Handel Done the Right Way:Clarion Music Society Performs Handel’s Judas Maccabeus


Handel, Judas Maccabeus: Chorus and Orchestra of the Clarion Music Society, Steven Fox (conductor), Park Avenue Christian Church, New York City, 17.5.2010 (SSM)


Israelitish Woman Lauren Snouffer
Israelitish Man Silvie Jensen
The Priest Daniel Taylor
Judas Steven Caldicott Wilson
Simon Jesse Blumberg

George Frideric Handel was known to be a shrewd, if occasionally misguided, businessman. In his biography of the composer, Christopher Hogwood states that at the time of writing Judas Maccabeus, Handel showed signs of “healthy opportunism slipping into a slightly weary pragmatism.” The libretto was written by Reverend Thomas Morrell (a new librettist for Handel), and much of it is just plain old doggerel. But when Handel received it, he began composing almost immediately.

In this case his judgment was good. Judas Maccabeus may not be anywhere close to the top in popularity of Handel’s works, but it was second only to the Messiah in the number of performances done during his lifetime. As a pragmatist Handel knew just what to do to stack the deck in favor of a theatrical success. He holds back much of the military and war pieces until the last third. The trumpet doesn’t appear in the work until “Sound an alarm,” the thirty-sixth out of fifty-four numbers, in Steven Fox’s abbreviated production. And even in this aria it’s not until the da capo that the trumpets actually come in.

From this point on, no one sleeps: the music is so wonderfully intense that I wished Mr. Fox would have done the entire oratorio (about sixty-eight numbers), but I could understand why he didn’t. First, it would have added half an hour to the performance which already ran a good two hours. Second, for whatever story this oratorio is meant to tell, the items removed had no impact on the “plot.” Finally, the rejected pieces were in most cases slower tempi and Mr. Fox excels in fast-paced music. I only regret his not having included the spirited “So rapid thy course is” and the plaintive air “Wise men, flatt’ring, may deceive us,” both from Act II.

So rapid thy course is

Wise men, flatt’ring, may deceive us

The singers were particularly impressive. Steven Caldicott Wilson had a slow start, but was formidable in “Sound an alarm.” Both Lauren Snouffer and Silvie Jensen sang with great poise and élan. Daniel Taylor’s Priest reached a whole other level of beauty in “Father of Heav’n.” Indeed, his ability to produce such a wonderful rounded bell-like sound so effortlessly is something from “Heav’n.” Jesse Blumberg sang warmly and sensitively.
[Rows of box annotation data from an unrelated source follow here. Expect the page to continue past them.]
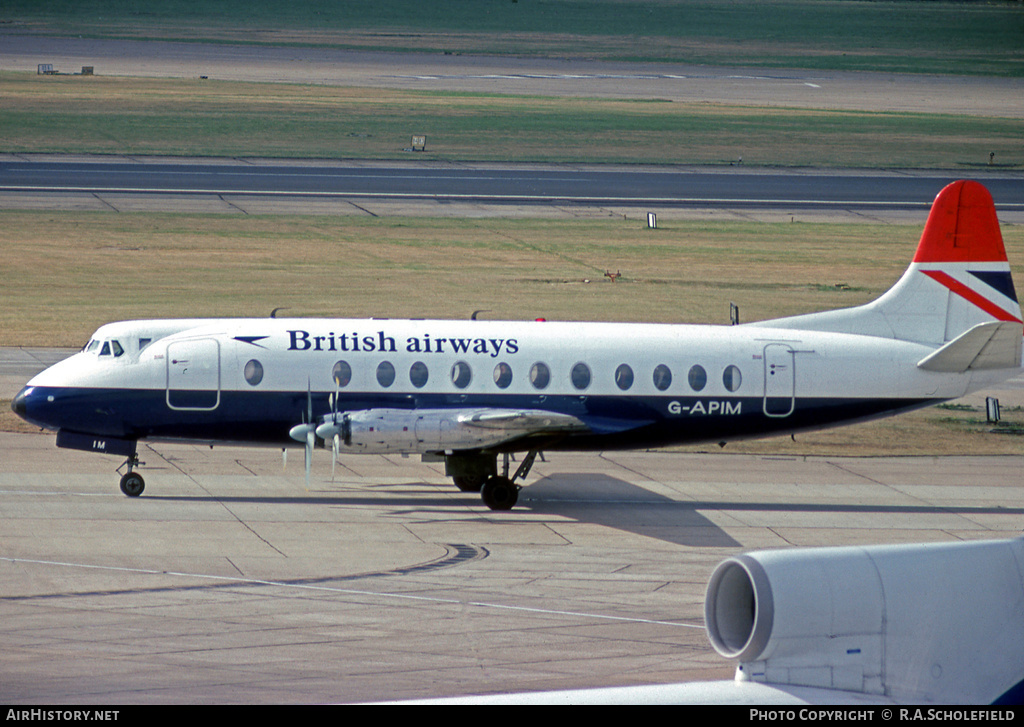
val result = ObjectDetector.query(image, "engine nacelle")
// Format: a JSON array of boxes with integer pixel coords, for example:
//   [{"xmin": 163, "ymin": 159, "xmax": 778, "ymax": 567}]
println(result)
[{"xmin": 705, "ymin": 540, "xmax": 1024, "ymax": 703}]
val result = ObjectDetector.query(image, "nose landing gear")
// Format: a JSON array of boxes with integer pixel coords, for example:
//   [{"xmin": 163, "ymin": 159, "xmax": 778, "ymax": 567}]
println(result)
[{"xmin": 118, "ymin": 452, "xmax": 145, "ymax": 498}]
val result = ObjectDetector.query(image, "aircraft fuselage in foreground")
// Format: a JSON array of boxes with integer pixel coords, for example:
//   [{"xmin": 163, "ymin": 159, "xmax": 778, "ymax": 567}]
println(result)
[{"xmin": 12, "ymin": 181, "xmax": 1022, "ymax": 509}]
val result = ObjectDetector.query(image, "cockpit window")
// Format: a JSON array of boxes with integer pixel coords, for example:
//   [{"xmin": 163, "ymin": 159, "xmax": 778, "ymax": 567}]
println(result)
[{"xmin": 96, "ymin": 339, "xmax": 125, "ymax": 358}]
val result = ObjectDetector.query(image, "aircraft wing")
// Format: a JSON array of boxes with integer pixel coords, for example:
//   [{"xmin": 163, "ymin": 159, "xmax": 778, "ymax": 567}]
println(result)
[{"xmin": 456, "ymin": 409, "xmax": 589, "ymax": 438}]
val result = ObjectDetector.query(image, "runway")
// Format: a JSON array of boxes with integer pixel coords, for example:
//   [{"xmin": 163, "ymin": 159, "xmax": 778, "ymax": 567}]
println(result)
[
  {"xmin": 0, "ymin": 433, "xmax": 1024, "ymax": 704},
  {"xmin": 0, "ymin": 36, "xmax": 1024, "ymax": 704},
  {"xmin": 6, "ymin": 157, "xmax": 1024, "ymax": 211}
]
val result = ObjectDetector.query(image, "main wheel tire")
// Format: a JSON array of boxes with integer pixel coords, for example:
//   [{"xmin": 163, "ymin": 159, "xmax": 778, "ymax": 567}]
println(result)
[
  {"xmin": 121, "ymin": 472, "xmax": 145, "ymax": 498},
  {"xmin": 480, "ymin": 477, "xmax": 519, "ymax": 510}
]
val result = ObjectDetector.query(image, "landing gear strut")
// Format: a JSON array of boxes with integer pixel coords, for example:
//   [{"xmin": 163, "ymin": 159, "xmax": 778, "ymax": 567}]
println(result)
[
  {"xmin": 480, "ymin": 450, "xmax": 538, "ymax": 510},
  {"xmin": 118, "ymin": 452, "xmax": 145, "ymax": 498}
]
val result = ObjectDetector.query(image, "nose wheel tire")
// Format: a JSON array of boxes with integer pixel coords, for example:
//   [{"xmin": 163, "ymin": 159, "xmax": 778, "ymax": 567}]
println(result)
[{"xmin": 121, "ymin": 472, "xmax": 145, "ymax": 498}]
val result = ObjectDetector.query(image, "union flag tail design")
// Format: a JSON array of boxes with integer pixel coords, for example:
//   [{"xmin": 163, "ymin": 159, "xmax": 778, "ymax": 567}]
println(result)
[
  {"xmin": 758, "ymin": 180, "xmax": 1024, "ymax": 356},
  {"xmin": 913, "ymin": 181, "xmax": 1021, "ymax": 341}
]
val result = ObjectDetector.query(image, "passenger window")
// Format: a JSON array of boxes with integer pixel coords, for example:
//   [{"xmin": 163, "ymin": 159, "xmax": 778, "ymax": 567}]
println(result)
[
  {"xmin": 452, "ymin": 361, "xmax": 473, "ymax": 389},
  {"xmin": 529, "ymin": 361, "xmax": 551, "ymax": 389},
  {"xmin": 615, "ymin": 364, "xmax": 633, "ymax": 391},
  {"xmin": 242, "ymin": 358, "xmax": 263, "ymax": 386},
  {"xmin": 686, "ymin": 365, "xmax": 708, "ymax": 391},
  {"xmin": 331, "ymin": 361, "xmax": 352, "ymax": 388},
  {"xmin": 722, "ymin": 366, "xmax": 742, "ymax": 391},
  {"xmin": 654, "ymin": 364, "xmax": 672, "ymax": 391},
  {"xmin": 377, "ymin": 361, "xmax": 394, "ymax": 388},
  {"xmin": 409, "ymin": 361, "xmax": 430, "ymax": 389},
  {"xmin": 569, "ymin": 364, "xmax": 590, "ymax": 390},
  {"xmin": 495, "ymin": 362, "xmax": 512, "ymax": 389}
]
Commendations are always owed to any and all players of the torturous valveless instruments. It is said that W. F. Bach, J. S. Bach’s eldest son who was somewhat behind the times, went fruitlessly in search of musicians to play valveless horns and trumpets for his old-fashioned cantatas. They were too difficult for most musicians to play.

What can I say about Steven Fox that I haven’t said before? Adding to my last rave review, I can attest that having experienced his recent conducting with two different orchestras, where he achieved similar impressive results, there is no questioning his ability to draw out from musicians their best possible playing. Clearly, he has a tremendous rapport with musicians, and this ability makes him a conductor to follow.